Spring / summer / early fall: Sun angles good, wood boiler not running, solar is good. Solar is for domestic hot water, but I store solar output in my big storage tank (DHW tank is way too small). I reach tank temps over 150 degrees in the big tank with my el cheapo solar panels.

Winter: Sun angles bad, temps below freezing, snow on panels, wood boiler running, solar is pointless. I heat everything with wood and drain the panels. No antifreeze, no fuss, no bother.

Very helpful thread. The consensus seems to be that some amount of solar is worth it for augmenting wood, especially when sized to handle the summer dhw load. But really going for it with solar - say 8 panels or more to try to make a dent in the winter space heating - is throwing lots of money down the hole of diminishing returns.
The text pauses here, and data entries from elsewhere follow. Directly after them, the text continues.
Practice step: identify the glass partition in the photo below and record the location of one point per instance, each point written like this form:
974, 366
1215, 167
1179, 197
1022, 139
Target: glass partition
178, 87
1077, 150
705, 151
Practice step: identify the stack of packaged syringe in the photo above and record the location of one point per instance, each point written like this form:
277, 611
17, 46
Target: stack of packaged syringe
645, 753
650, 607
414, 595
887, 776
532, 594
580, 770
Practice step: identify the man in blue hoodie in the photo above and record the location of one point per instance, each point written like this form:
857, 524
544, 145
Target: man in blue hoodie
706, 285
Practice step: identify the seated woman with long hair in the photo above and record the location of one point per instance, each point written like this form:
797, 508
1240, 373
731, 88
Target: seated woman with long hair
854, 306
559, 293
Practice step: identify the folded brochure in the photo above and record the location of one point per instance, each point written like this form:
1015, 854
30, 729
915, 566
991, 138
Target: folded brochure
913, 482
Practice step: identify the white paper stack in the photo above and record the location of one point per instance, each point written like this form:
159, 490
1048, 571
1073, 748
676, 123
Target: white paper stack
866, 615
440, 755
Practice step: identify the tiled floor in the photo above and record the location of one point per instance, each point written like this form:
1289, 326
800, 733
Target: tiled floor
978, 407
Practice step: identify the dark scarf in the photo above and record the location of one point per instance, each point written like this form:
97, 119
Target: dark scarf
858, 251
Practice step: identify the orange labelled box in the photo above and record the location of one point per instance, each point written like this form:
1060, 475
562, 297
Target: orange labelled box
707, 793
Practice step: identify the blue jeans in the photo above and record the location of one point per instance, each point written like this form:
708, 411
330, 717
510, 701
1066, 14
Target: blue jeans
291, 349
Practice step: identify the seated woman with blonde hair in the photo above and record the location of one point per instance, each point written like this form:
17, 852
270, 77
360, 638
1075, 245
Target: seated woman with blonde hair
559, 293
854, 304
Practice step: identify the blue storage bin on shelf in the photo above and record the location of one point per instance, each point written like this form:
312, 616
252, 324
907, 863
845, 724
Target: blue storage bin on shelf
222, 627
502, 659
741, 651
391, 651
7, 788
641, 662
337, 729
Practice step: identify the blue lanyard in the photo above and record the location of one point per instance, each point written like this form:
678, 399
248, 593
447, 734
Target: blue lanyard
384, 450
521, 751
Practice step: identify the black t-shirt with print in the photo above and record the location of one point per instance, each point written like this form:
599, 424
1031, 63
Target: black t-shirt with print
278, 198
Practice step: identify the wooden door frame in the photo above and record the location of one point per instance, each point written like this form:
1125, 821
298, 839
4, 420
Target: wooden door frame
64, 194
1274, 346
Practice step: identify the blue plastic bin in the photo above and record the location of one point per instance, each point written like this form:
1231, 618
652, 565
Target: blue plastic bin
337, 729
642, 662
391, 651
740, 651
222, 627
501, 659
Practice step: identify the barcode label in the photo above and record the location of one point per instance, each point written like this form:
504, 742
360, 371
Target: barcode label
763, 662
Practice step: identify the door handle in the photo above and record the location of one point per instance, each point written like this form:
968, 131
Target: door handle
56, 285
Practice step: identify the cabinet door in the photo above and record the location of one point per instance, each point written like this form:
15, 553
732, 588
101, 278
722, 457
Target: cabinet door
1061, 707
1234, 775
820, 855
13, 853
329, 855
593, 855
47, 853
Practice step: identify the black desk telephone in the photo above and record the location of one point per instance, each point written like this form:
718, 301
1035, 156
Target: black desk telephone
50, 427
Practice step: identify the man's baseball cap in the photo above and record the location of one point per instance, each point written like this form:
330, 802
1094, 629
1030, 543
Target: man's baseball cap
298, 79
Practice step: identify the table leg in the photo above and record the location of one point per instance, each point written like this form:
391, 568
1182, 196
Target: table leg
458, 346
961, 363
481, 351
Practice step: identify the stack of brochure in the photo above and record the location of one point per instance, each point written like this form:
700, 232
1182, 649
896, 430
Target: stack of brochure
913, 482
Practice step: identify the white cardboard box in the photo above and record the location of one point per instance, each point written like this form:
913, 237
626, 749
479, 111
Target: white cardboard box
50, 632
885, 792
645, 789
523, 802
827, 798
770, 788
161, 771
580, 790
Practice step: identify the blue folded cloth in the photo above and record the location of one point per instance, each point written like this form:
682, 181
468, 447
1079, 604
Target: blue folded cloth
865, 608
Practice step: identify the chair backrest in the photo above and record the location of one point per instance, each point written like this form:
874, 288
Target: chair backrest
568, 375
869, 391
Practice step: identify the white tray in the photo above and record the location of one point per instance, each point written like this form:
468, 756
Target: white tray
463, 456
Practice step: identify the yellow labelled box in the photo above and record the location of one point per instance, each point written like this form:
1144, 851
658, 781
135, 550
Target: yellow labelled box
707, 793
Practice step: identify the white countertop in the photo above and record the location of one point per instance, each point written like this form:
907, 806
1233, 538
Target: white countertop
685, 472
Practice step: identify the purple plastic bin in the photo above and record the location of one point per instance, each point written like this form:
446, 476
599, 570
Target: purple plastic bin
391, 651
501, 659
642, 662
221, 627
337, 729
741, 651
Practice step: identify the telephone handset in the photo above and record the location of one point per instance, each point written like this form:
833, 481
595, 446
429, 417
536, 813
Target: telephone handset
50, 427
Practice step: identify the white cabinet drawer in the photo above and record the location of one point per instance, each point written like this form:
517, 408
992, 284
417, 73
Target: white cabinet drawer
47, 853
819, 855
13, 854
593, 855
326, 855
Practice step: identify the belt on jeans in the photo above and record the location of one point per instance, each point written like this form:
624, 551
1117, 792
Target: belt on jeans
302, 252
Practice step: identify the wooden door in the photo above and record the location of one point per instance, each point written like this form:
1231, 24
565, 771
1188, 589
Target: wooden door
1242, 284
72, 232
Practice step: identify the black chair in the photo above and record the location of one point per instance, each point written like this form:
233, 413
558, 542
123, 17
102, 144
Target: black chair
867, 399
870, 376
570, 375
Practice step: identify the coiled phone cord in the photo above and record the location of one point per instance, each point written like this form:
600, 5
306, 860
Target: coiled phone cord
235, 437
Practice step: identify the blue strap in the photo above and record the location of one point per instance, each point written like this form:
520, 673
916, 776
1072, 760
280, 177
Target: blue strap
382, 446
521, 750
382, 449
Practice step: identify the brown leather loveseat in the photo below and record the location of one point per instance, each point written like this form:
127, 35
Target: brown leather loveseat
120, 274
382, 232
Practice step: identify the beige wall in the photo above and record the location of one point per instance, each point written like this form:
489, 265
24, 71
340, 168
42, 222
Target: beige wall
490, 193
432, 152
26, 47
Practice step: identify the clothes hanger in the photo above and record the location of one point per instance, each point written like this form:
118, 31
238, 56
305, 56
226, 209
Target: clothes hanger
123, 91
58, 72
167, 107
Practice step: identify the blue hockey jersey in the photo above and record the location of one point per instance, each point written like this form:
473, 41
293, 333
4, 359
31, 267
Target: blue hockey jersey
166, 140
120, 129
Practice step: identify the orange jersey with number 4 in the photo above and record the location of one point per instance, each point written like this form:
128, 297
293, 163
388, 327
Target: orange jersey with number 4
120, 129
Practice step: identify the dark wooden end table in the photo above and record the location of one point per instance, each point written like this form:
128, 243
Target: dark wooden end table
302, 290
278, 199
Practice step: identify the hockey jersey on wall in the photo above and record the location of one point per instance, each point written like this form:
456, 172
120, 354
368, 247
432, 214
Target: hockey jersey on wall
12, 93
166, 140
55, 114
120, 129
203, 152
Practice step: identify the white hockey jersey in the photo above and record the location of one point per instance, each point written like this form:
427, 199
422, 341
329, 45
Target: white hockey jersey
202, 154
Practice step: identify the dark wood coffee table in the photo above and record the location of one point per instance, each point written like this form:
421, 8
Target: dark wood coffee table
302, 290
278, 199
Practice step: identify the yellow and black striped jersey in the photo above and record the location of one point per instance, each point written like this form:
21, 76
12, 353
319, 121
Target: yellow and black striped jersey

At least in climates like VT and NY, it's more efficient just to cut an extra half cord or so to feed the beast.

Let me add one wrinkle - our farmhouse came with two flat-plate collectors on a glycol loop to the dhw heater. (A pretty standard-type installation.) I was planning on moving this loop to the proposed wood-boiler storage tank. Would having an existing four-season solar rig change anyone's approach? Would you try to extend your solar season beyond the frost-free months? NoFossil - I notice from your site that you're still burning some oil in the shoulder seasons to bridge from solar to wood. Could this bridge the gap?
 
VeggieFarmer said:
Let me add one wrinkle - our farmhouse came with two flat-plate collectors on a glycol loop to the dhw heater. (A pretty standard-type installation.) I was planning on moving this loop to the proposed wood-boiler storage tank. Would having an existing four-season solar rig change anyone's approach? Would you try to extend your solar season beyond the frost-free months? NoFossil - I notice from your site that you're still burning some oil in the shoulder seasons to bridge from solar to wood. Could this bridge the gap?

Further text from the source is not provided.